Decided after the death of a Nantes supporter on December 2, “this moratorium probably did not unfold exactly in the way that everyone could have wished, but the important thing is that it produced results,” he said. noted the minister. The 31-year-old FC Nantes fan died after receiving two stab wounds during an altercation with a VTC driver, whose vehicle had been targeted by a group of Nantes supporters because it was transporting Nice fans. One incident too many for the public authorities.
Because in recent weeks, a series of events involving supporters on the sidelines of Ligue 1 and Ligue 2 football matches have spoiled the party. Like racist and homophobic chants sung in the stands, or the stone-throwing of the bus of Olympique Lyonnais (OL) players and their fans, at the end of October, in Marseille, during which Fabio Grosso, then coach of the Rhodaniens, and his assistant been injured.
To this worrying trend, the authorities have responded so far with travel bans.

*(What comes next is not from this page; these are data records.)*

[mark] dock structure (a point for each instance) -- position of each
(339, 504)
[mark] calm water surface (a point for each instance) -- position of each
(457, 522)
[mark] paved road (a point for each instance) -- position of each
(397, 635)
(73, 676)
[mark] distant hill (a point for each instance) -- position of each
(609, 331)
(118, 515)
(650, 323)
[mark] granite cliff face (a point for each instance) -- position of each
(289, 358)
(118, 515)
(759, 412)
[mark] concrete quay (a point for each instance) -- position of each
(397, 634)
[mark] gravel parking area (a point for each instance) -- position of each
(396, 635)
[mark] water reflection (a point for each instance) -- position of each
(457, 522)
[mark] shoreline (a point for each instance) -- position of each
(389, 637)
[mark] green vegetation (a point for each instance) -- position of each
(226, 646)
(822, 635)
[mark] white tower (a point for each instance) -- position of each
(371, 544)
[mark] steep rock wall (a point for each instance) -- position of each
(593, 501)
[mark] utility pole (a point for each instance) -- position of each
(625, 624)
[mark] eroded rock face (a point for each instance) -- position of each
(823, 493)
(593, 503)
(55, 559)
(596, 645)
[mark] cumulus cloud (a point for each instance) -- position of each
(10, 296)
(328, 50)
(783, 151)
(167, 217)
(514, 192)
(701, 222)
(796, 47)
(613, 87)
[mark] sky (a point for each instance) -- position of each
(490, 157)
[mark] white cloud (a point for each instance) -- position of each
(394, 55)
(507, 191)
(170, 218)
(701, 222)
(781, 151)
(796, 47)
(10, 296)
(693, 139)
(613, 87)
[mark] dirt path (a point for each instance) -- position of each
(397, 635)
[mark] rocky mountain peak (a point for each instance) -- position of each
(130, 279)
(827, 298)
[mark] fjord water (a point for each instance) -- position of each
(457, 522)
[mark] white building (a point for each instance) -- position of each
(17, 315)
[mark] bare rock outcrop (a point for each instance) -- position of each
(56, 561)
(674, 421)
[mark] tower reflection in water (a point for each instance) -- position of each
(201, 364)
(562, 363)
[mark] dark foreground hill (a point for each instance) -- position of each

After the death of the Nantes supporter, the minister even said she was in favor of “a moratorium”. Untenable in the long term, this emergency measure quickly came up against the Council of State. Pointing to a “serious and manifestly disproportionate attack on fundamental freedoms”, the institution suspended several ministerial and prefectural decrees to this effect. But on Monday, Amélie Oudéa-Castéra insisted on the fact that it was necessary to send “an extremely strong signal of firmness, […] a start, an electric shock” after the death of the Nantes fan.
“Even if there is legal damage, I prefer it to human damage,” she affirmed, while declaring that she did not want to “prolong ad vitam aeternam neither this idea of ??the moratorium nor these battles before the Council of State”, which met again on Monday afternoon regarding the orders concerning Ligue 2 and Ligue 1 matches on Tuesday 19 and Wednesday 20 December.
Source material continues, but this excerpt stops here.